De uitdrukking tussen hamer en aambeeld, die aan het werk van de smid is ontleend, gebruiken we om een uiterst hachelijke situatie aan te duiden. Wie tussen hamer en aambeeld zit (eigenlijk: ligt) is machteloos en wordt in een bepaalde vorm geplet (lees: wordt gedwongen een positie in te nemen die hem noodlottig zal worden).

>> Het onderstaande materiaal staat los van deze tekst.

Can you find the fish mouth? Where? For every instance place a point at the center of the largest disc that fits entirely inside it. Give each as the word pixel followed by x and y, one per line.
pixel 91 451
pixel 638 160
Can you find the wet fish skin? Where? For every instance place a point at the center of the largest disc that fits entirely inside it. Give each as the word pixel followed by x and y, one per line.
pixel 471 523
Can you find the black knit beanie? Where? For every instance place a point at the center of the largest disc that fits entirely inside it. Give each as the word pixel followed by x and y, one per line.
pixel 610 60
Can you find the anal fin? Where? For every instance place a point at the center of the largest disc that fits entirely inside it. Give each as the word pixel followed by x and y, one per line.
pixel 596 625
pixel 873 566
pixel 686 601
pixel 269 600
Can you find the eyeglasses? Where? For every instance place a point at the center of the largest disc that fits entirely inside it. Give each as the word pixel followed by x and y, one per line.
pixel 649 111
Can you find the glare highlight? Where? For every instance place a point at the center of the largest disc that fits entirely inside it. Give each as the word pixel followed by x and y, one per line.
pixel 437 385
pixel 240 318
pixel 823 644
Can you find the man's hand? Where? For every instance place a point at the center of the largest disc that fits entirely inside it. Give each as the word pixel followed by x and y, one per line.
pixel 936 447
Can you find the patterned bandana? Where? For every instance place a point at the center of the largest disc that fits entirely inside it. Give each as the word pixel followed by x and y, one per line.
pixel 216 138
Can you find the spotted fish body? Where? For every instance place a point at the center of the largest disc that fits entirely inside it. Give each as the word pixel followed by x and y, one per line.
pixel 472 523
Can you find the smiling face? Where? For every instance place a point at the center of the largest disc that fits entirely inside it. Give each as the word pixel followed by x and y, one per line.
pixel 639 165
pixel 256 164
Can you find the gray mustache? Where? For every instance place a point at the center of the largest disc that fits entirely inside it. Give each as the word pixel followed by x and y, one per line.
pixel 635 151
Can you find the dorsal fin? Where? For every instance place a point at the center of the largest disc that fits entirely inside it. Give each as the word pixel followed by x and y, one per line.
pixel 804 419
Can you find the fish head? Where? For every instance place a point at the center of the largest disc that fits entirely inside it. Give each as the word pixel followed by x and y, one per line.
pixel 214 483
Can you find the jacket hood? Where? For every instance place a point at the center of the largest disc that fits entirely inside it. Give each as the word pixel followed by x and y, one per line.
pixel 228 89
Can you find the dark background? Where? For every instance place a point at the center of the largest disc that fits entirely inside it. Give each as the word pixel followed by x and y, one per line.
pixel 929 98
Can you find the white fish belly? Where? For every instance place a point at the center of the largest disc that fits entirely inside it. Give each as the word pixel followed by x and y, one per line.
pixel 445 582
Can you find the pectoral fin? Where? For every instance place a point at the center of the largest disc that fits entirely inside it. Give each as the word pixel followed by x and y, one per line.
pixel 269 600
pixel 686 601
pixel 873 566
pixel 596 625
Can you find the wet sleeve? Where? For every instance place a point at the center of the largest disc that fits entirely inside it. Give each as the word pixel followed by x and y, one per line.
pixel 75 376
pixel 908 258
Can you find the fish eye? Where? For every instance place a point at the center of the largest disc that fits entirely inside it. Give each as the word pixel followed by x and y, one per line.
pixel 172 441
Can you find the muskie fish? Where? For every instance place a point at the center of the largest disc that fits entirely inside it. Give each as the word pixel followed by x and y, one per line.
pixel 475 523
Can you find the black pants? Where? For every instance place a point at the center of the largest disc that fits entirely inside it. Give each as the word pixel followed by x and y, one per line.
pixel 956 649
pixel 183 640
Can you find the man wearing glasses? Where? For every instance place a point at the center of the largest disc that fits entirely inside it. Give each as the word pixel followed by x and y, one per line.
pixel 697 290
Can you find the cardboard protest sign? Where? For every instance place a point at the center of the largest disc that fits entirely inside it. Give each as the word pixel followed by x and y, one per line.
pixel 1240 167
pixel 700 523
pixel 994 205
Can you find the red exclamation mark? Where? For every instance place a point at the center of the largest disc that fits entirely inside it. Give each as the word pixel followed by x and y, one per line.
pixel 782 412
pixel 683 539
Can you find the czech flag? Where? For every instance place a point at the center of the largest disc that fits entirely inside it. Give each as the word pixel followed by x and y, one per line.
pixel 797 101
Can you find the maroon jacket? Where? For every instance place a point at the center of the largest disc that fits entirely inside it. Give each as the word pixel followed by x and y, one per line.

Deze zegswijze wordt dikwijls in een politieke of sociale context gebruikt.In een rede die de Nederlandse historicus Jan Romein (1893-1962) vóór de Tweede Wereldoorlog uitsprak, zette hij uiteen hoe in de crisisjaren een gedeelte van de lagere middenklasse beklemd raakte tussen de hamer van het kapitaal en het aambeeld van de arbeid (i.c. de georganiseerde arbeidersbeweging) en uit deze situatie een uitweg in het fascisme zocht. Het desbetreffende citaat van Romein luidt als volgt:
‘Tussen bourgeoisie en proletariaat in bevond zich dus een zeer talrijke, maar onzelfstandige klasse, die doordat delen ervan telkens in het proletariaat werden “teruggeslingerd”, zoals Marx zegt, die onzelfstandigheid aan den lijve gevoelde en gevoelde als een bedreiging tegelijk van boven en van onderen. Zij voelde zich — en op dat gevoel komt het evenzeer aan als op de werkelijkheid — tussen de hamer van het Kapitaal en het aambeeld van de Arbeid bekneld. Zij voelde daarom evenzeer anti-kapitalistisch als anti-proletarisch, zij voelde: klein-burgerlijk, d.w.z. afgunstigbang naar boven, minachtend-bang naar beneden, en machteloos naar beide zijden.’ (In opdracht van de tijd, Amsterdam 1946, blz. 301. 302).